L’un et l’autre pour des raisons très différentes et en même temps si proches vont rechercher pourquoi a eu lieu ce meurtre dans les eaux de Marseille. Ils sont  bien entourés tant Chloé avec sa sympathique équipe de flics ayant des personnalités bien trempées et Jean et ses plongeurs de l’extrême dont la belle Eve qui ne le laisse pas indiffèrent.

Bien évidemment Olivier Descosse nous balade dans Marseille mais aussi vers St Mandrier avec les tekkies ces plongeurs professionnels de haute technicité. Ce livre est baigné du bleu de la mer , il est question bien évidemment de plongée mais aussi de plancton, de recherches maritimes, de rituels Inuits avec en toile de fond le sentiment si particulier de la culpabilité.

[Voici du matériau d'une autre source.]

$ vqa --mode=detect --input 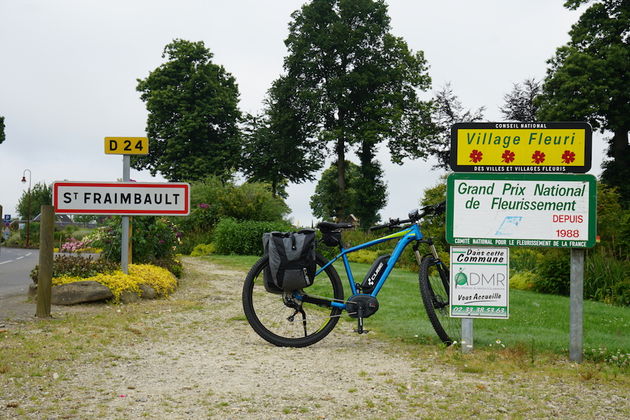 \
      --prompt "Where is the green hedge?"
[213,218,293,255]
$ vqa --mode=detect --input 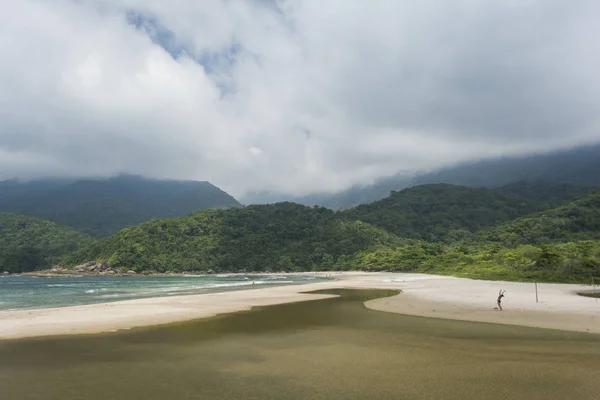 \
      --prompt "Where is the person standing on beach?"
[497,290,506,311]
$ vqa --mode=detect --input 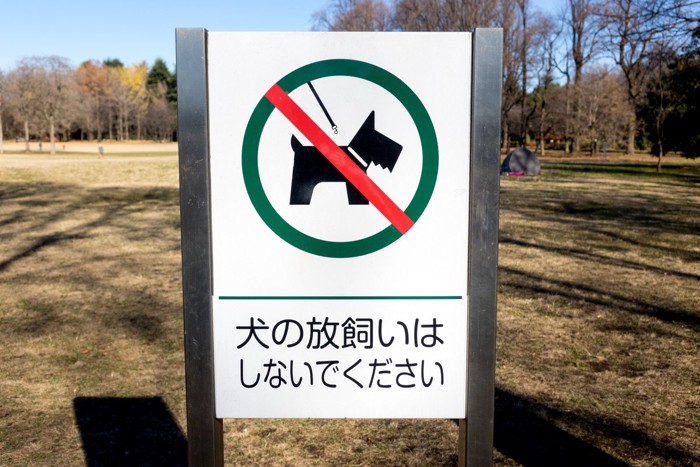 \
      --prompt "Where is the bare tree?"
[394,0,498,31]
[599,0,697,154]
[146,82,177,141]
[0,70,5,154]
[563,0,601,152]
[532,11,561,155]
[314,0,392,31]
[23,56,77,154]
[6,61,39,152]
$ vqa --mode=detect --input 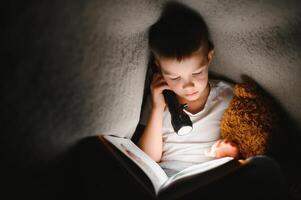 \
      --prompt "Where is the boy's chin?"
[183,94,200,101]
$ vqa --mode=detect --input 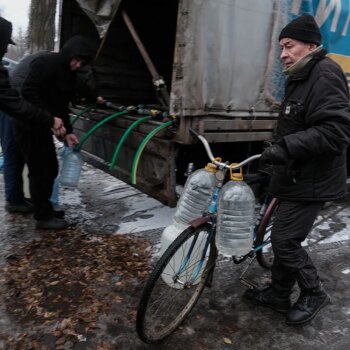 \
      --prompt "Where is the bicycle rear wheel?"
[136,224,217,343]
[254,198,278,269]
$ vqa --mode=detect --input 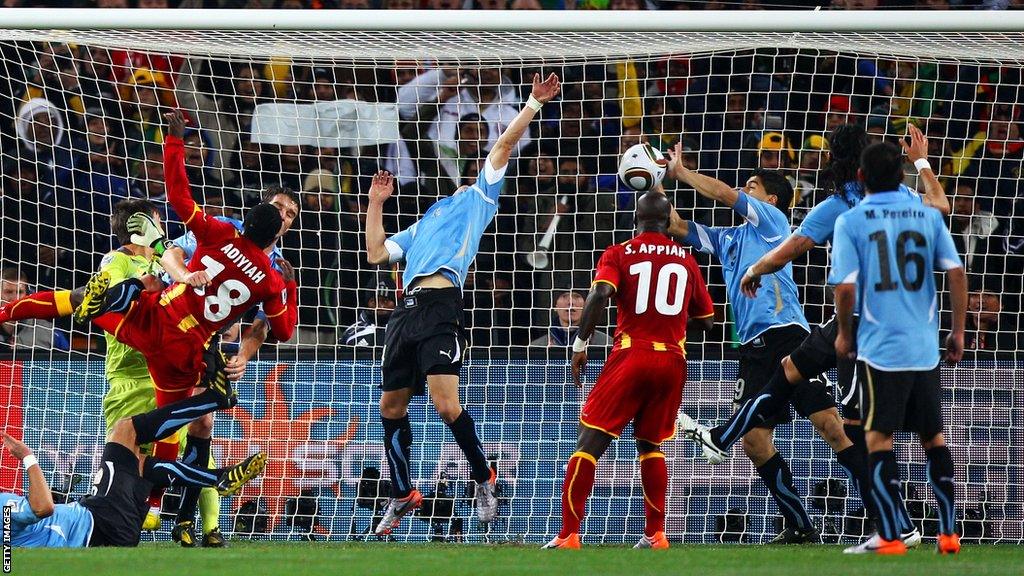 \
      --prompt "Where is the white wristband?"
[572,336,590,353]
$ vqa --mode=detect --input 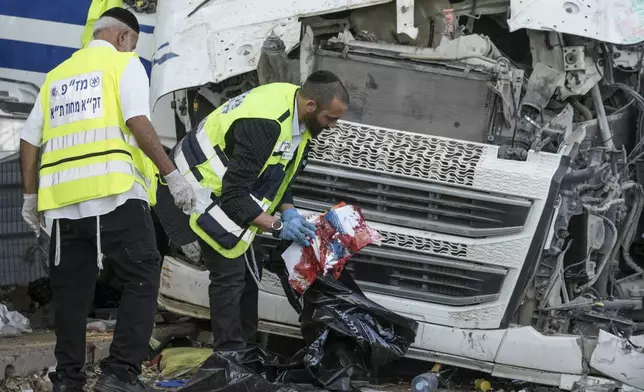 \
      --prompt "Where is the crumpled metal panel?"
[315,54,493,142]
[508,0,644,45]
[150,0,389,105]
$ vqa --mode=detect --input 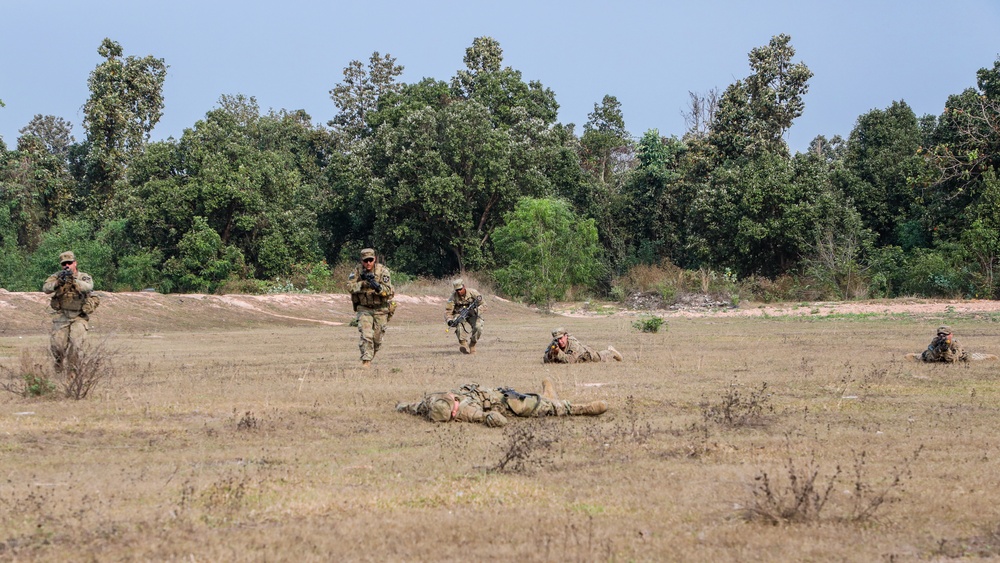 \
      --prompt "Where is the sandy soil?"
[0,289,1000,334]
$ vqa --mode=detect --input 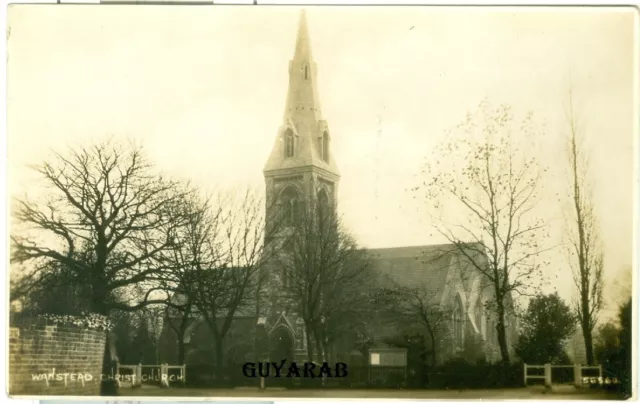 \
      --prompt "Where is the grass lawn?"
[119,385,622,400]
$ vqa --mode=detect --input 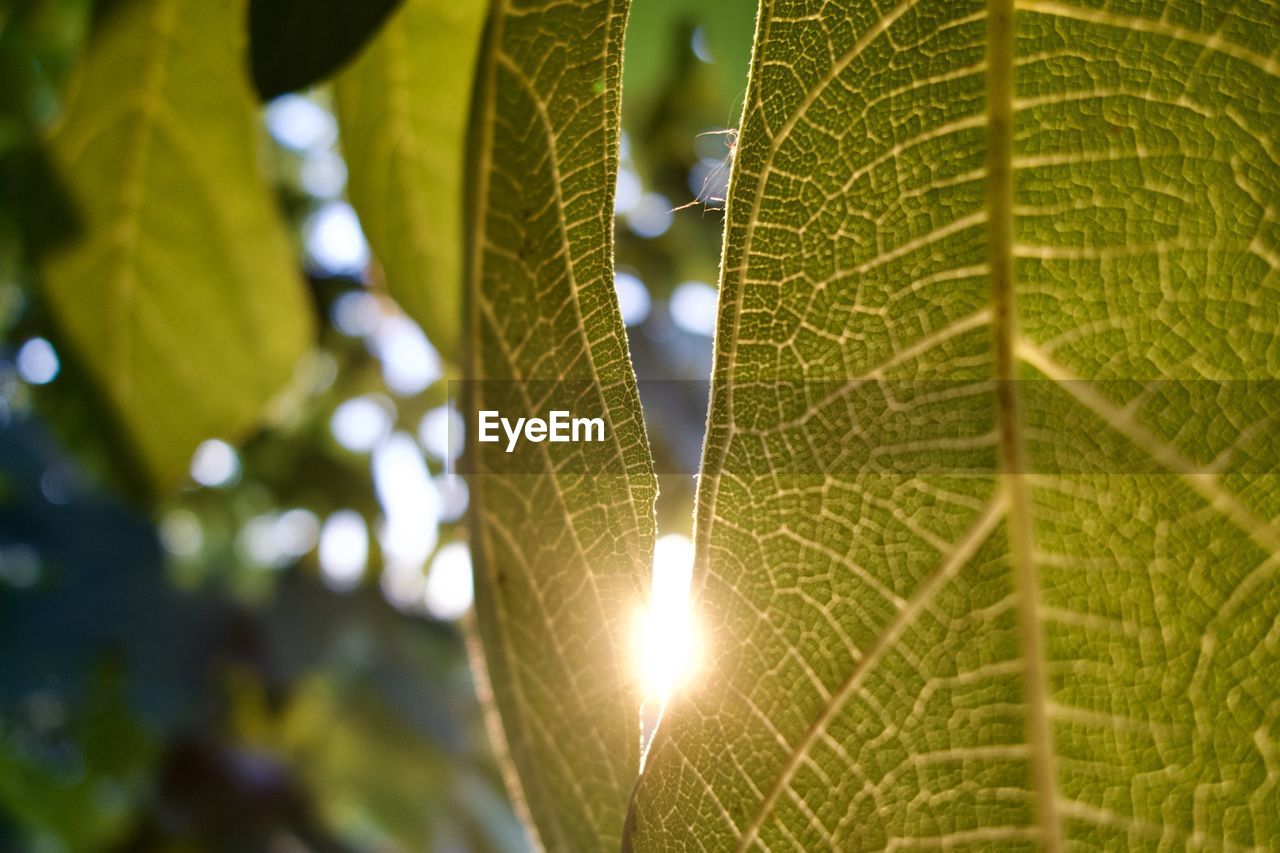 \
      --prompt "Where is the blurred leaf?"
[335,0,485,361]
[0,669,156,852]
[41,0,312,491]
[623,0,756,122]
[467,0,655,850]
[248,0,403,101]
[627,0,1280,852]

Le style de l’auteur tout en étant décontracté est fluide, direct et très efficace. On trouve dans ce roman des petites phrases caustiques et décalées qui se marient bien avec les personnages comme la manière dont Chloé donne des surnoms aux personnes qu’elle connait ou rencontre tels le pittbull, le grizzly, Nabilla et Desireless. C’est un bon polar avec des personnages dont on se sent proche, l’intrigue est prenante, l’environnement spécifique de la plongée tek intéressant et c’est donc un roman que j’ai pris plaisir à lire, j’ai aussi été contente de retrouver l’auteur.

 

«On n’est maître de rien. On peut juste accepter et mettre tout son art, toute sa vie, à comprendre ce qu’est le fil de l’eau, le sens du bois, le rythme des choses sans nous. Et c’est un travail et c’est une paix que de s’y accorder enfin. La seule vraie liberté.».